Zwischen diesen beiden Polen bewegt sich diese Ausstellung im Städel. Der Bestand umfasst etwa 1.800 Blätter an deutschen Zeichnungen des 20. Jahrhunderts in der Graphischen Sammlung. Eine Auswahl von rund 100 Zeichnungen wird vom 13. November 2019 bis zum 16. Februar 2020 in einer konzentrierten Ausstellung präsentiert. Gezeigt werden Zeichnungen von Max Beckmann bis Gerhard Richter.

Der Zeichnung kommt im 20. Jahrhundert eine besondere Rolle zu. Sie ist seit jeher Medium des Suchens, Erfindens und Experimentierens. In der Moderne gewinnt sie zudem an Eigenständigkeit und Autonomie und wird – vor allem in Zeiten staatlicher Überwachung und Unterdrückung – zu einem Medium des freien Denkens. In ihrer Vielfalt spiegelt sie nicht zuletzt auch die Komplexität der rasantem Wandel unterworfenen Kultur und Gesellschaft des 20. Jahrhunderts.

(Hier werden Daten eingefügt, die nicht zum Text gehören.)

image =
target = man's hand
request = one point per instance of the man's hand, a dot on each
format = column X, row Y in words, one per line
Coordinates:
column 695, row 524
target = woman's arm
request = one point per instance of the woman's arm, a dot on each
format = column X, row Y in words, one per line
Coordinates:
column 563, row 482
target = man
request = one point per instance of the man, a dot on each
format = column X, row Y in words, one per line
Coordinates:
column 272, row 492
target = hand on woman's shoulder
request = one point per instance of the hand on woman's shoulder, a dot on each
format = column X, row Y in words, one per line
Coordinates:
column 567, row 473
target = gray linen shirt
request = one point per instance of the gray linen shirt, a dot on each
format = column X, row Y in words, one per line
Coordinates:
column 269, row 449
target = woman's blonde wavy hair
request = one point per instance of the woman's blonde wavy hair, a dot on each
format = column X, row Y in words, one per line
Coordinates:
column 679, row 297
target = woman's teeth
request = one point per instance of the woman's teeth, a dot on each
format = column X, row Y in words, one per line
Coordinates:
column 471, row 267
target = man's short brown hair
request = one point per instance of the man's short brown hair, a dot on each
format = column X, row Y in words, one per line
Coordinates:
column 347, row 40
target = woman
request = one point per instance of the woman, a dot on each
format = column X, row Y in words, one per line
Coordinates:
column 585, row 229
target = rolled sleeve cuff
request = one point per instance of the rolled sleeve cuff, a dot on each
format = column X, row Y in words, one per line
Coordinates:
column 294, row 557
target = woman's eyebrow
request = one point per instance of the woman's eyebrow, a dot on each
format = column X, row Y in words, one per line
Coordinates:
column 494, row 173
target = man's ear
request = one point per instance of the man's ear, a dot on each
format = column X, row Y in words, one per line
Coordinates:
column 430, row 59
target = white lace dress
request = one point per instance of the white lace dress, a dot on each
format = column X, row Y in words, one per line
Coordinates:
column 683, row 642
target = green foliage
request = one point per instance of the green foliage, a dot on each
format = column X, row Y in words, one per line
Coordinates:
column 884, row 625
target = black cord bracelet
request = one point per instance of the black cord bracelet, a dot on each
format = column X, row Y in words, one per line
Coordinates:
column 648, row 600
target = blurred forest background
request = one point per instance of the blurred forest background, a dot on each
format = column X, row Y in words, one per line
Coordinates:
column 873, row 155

„Das 20. Jahrhundert ist vielstimmig, widersprüchlich und extrem, auch in der Kunst: Es war ein Jahrhundert der Avantgarden, der Künstlergemeinschaften und unnachgiebigen Einzelpositionen, der Realismen und Abstraktionen. Das weite Spektrum, in dem sich die Kunst des 20. Jahrhunderts bewegt, lässt sich durch die beiden ,Pole‘ charakterisieren, die Wassily Kandinsky 1911 als für die Moderne grundlegend beschrieb: die ,große Realistik‘ und die ,große Abstraktion‘, das Gegenständliche und das Ungegenständliche. Dieses komplementäre Paar bildet einen Leitfaden, der die nahezu 1.800 Werke deutscher Zeichenkunst des 20. Jahrhunderts, die in der Graphischen Sammlung des Städel Museums bewahrt werden, auch über Generationen hinweg miteinander verknüpft. Diesem Pluralismus spüren die in der Ausstellung präsentierten und im Katalog bearbeiteten Zeichnungen nach“, erläutert Jenny Graser, Kuratorin der Ausstellung und Wissenschaftliche Mitarbeiterin der Graphischen Sammlung des Städel Museums, die während der Ausstellungsdauer oder bald danach eine neue Stelle in Berlin in leitender Funktion annehmen wird.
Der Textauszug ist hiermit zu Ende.